Conforme explicou Antônio Carlos Cabral, representante do Unicef no seminário, no ano passado, o organismo da ONU consultou mulheres indígenas de vários pontos do país sobre seus anseios. Elas enumeraram o que consideravam ser os maiores problemas nas áreas de saúde, educação e registro civil e de nascimento. A partir disso, o Unicef detectou, entre os yanomami, a preocupação com a desnutrição infantil.
“Não é só possível, é uma obrigação nossa fazer isso. A gente tem que garantir o direito dessas crianças. A gente não pode mais admitir estar perdendo crianças indígenas por desnutrição”, disse Cabral, que ocupa o cargo de oficial de Saúde na Amazônia, no Unicef.
“Agora, a gente tem uma evidência, uma comprovação através de um estudo, que mostra que a gente precisa focar nessa população para garantir os seus direitos e ver de que forma vamos trabalhar para que tenham mudanças eficazes, reais e concretas na vida dessas crianças”, acrescentou.
Desnutrição
Segundo o médico Jaime Henrique Valencia, da Secretaria Especial de Saúde Indígena (Sesai), do Ministério da Saúde, os números são conhecidos “há muito tempo” pelo governo federal.
O cerne da questão, afirmou, está em garantir que as políticas já implementadas tenham sequência e não sejam concebidas “do zero”. “A pesquisa só vai mostrar e reforçar que a desnutrição existe nesses povos e, então, vai lembrar aos gestores, que sempre estão mudando, que esse problema continua e vai continuar, caso não se dê continuidade às ações que já vêm sendo feitas”, argumentou.
Infectologista, Valencia disse que o poder público deve prevenir a desnutrição dos povos indígenas oferecendo um atendimento de excelência em atenção primária e que a solução é tornar o processo participativo e horizontal, de modo que as comunidades indígenas sejam realmente ouvidas.
O técnico da Sesai pondera, ainda, que a desnutrição generalizada dos povos originários pode até mesmo reduzir sua atuação sociopolítica no futuro, uma vez que as crianças indígenas agora suscetíveis a essa condição de saúde são aquelas que representarão seus pares e podem acabar tendo suas faculdades cognitivas comprometidas. “Provavelmente, não terão lideranças fortes para lutas por seus direitos”, observou.
Articulação
“Precisamente, a importância dessa pesquisa é integrar instituições, tanto os entes governamentais quanto organizações não governamentais, que servem de testemunha que há algo para se fazer em conjunto, porque o problema transpassa a área de saúde.
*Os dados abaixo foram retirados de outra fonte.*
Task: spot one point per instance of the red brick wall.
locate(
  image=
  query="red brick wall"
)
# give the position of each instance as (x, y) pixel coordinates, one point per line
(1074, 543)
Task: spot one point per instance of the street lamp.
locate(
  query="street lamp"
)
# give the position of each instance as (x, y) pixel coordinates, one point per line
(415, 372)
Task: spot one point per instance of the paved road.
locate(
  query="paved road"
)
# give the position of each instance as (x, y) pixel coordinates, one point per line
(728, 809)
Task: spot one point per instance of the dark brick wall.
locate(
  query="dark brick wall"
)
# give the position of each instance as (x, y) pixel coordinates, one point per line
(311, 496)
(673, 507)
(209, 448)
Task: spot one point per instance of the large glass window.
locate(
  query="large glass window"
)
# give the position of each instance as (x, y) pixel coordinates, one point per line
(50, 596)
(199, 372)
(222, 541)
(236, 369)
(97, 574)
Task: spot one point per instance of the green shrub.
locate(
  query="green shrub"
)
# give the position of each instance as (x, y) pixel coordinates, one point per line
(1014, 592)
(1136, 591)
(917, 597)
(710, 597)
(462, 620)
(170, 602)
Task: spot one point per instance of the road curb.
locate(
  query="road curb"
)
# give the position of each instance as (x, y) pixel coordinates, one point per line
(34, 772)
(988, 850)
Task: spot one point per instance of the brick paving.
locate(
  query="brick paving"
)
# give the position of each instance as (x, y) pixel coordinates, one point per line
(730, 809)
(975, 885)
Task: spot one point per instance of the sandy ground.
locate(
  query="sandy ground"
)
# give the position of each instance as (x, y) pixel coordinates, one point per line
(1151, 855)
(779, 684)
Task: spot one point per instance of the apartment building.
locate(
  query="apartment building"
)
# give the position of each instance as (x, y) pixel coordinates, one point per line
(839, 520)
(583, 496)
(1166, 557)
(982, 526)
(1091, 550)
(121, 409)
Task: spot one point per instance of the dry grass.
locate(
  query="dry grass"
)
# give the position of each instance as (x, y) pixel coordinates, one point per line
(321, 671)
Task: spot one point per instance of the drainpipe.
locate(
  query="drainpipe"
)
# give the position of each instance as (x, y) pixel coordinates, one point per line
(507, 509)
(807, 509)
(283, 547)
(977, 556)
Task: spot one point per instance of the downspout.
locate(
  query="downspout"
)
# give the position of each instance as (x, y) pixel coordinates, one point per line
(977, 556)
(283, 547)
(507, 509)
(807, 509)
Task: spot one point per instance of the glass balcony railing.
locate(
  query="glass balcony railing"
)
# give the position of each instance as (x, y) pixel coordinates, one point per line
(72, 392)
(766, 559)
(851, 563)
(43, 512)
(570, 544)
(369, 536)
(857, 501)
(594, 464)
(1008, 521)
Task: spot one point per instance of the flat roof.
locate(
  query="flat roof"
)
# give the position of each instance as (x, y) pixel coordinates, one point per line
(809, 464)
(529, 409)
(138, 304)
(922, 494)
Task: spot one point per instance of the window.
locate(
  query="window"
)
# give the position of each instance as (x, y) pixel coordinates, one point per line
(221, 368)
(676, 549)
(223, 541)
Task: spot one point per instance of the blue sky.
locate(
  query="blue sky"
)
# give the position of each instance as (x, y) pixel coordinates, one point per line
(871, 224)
Precisamos nos articular com outras instituições, como o Ibama [Instituto Brasileiro do Meio Ambiente e dos Recursos Naturais Renováveis], o Ministério da Cidadania e os diferentes níveis de governo. Não vale apenas ter normas em nível central, colocar em portarias, em procedimentos a serem feitos, se não temos o apoio da comunidade”, acrescentou.
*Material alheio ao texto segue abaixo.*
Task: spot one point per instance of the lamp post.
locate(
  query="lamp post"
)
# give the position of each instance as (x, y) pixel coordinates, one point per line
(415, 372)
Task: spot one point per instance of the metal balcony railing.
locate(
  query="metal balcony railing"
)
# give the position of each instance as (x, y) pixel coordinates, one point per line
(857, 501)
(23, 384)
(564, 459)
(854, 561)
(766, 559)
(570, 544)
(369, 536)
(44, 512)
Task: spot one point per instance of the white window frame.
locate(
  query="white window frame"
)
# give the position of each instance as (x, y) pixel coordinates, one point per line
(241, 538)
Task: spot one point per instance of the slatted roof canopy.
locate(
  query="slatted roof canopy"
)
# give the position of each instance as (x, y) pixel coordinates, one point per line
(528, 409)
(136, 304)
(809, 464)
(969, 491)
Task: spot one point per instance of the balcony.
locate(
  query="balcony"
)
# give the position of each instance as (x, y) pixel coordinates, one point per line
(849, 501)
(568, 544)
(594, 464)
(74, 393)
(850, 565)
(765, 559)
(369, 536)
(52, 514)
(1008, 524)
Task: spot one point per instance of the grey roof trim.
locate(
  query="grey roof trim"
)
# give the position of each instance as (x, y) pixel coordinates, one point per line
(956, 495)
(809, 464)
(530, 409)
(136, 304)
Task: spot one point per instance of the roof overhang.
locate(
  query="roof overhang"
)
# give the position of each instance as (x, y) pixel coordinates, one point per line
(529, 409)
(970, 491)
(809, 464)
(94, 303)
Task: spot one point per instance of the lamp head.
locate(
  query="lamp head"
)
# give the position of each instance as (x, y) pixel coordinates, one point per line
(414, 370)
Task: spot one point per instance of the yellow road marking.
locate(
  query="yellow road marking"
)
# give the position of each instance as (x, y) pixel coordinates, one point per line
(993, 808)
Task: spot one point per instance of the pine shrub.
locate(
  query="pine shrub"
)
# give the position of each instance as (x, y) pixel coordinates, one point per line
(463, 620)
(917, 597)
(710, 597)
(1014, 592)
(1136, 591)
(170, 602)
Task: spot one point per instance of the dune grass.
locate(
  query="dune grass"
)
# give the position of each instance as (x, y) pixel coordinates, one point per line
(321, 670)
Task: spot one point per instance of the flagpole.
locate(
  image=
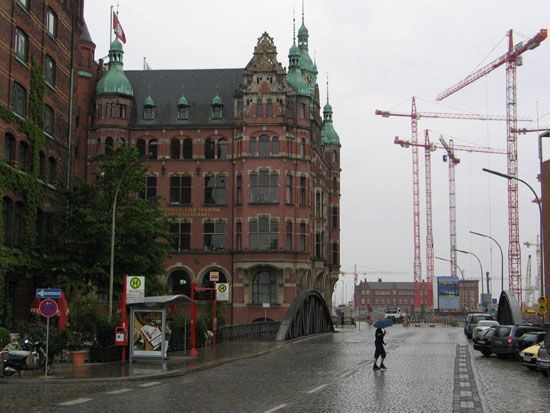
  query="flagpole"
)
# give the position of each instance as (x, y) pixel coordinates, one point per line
(111, 28)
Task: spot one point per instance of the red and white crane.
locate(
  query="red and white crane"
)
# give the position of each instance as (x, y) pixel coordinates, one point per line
(512, 59)
(414, 115)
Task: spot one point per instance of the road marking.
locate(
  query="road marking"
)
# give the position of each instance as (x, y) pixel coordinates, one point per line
(73, 402)
(316, 389)
(153, 383)
(119, 391)
(279, 407)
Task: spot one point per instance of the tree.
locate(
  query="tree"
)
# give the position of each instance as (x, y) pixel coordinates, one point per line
(77, 250)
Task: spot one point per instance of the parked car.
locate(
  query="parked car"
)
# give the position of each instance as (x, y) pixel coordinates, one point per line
(472, 319)
(481, 326)
(543, 358)
(528, 356)
(483, 343)
(506, 339)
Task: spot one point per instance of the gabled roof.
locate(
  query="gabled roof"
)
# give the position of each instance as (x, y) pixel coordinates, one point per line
(201, 86)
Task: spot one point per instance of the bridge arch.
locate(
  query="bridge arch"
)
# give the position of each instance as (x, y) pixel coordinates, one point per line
(308, 314)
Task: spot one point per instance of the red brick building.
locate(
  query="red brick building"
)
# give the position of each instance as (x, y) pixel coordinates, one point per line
(241, 156)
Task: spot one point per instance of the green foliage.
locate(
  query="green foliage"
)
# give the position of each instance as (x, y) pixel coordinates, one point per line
(4, 337)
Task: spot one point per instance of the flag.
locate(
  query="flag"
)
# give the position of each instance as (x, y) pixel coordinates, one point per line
(117, 27)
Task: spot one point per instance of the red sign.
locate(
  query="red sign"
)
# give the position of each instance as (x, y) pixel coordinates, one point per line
(48, 307)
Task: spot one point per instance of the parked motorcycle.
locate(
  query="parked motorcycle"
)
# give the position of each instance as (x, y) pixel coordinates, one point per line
(32, 357)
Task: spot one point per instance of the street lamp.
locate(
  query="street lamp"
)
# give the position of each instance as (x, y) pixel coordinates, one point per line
(480, 266)
(539, 203)
(501, 258)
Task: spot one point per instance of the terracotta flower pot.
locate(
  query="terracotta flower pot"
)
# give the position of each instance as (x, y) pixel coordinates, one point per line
(78, 357)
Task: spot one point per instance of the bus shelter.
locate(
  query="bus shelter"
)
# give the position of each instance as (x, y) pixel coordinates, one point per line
(149, 333)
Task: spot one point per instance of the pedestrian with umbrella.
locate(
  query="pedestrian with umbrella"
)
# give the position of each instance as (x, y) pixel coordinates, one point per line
(379, 343)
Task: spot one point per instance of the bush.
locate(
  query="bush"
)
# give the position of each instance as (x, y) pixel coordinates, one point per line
(4, 337)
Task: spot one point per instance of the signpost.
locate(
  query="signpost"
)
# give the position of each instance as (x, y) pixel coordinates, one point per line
(48, 308)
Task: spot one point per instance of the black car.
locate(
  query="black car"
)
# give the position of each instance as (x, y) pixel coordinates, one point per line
(483, 343)
(506, 339)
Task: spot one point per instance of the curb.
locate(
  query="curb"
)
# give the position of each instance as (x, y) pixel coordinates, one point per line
(165, 375)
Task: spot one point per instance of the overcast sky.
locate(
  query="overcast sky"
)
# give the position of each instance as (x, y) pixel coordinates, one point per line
(378, 54)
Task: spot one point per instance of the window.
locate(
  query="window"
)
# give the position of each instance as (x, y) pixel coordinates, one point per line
(187, 149)
(42, 166)
(52, 171)
(289, 189)
(181, 236)
(302, 190)
(264, 187)
(239, 236)
(253, 148)
(49, 70)
(140, 145)
(335, 217)
(175, 148)
(263, 146)
(209, 152)
(9, 148)
(302, 236)
(239, 197)
(275, 146)
(24, 159)
(19, 99)
(288, 236)
(264, 233)
(222, 149)
(264, 288)
(259, 108)
(21, 45)
(180, 190)
(51, 23)
(150, 188)
(214, 190)
(153, 149)
(214, 235)
(48, 120)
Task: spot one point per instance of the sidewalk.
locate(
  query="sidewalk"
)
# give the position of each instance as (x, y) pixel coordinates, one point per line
(177, 364)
Também entrevistado pela Agência Brasil, o presidente da Associação Yanomami do Rio Cauaburis e Afluentes (Ayrca), José Mario Pereira Yanomami, afirmou entender que há a necessidade de se recuperar os hábitos alimentares dos seus antepassados.
Ele relata que a demarcação de terras indígenas tem dificultado o cultivo de alimentos que os povos deveriam reinserir no cardápio.”
“Na comunidade, eu conheço várias famílias que não têm condições [de plantar]. Uma roça não sustenta 15 famílias. Isso é muito pouco. A família tem que ter um roçado grande, plantação de mandioca, o que nossos avós plantavam”, diz ele, que vive na região de Maturacá, no Amazonas.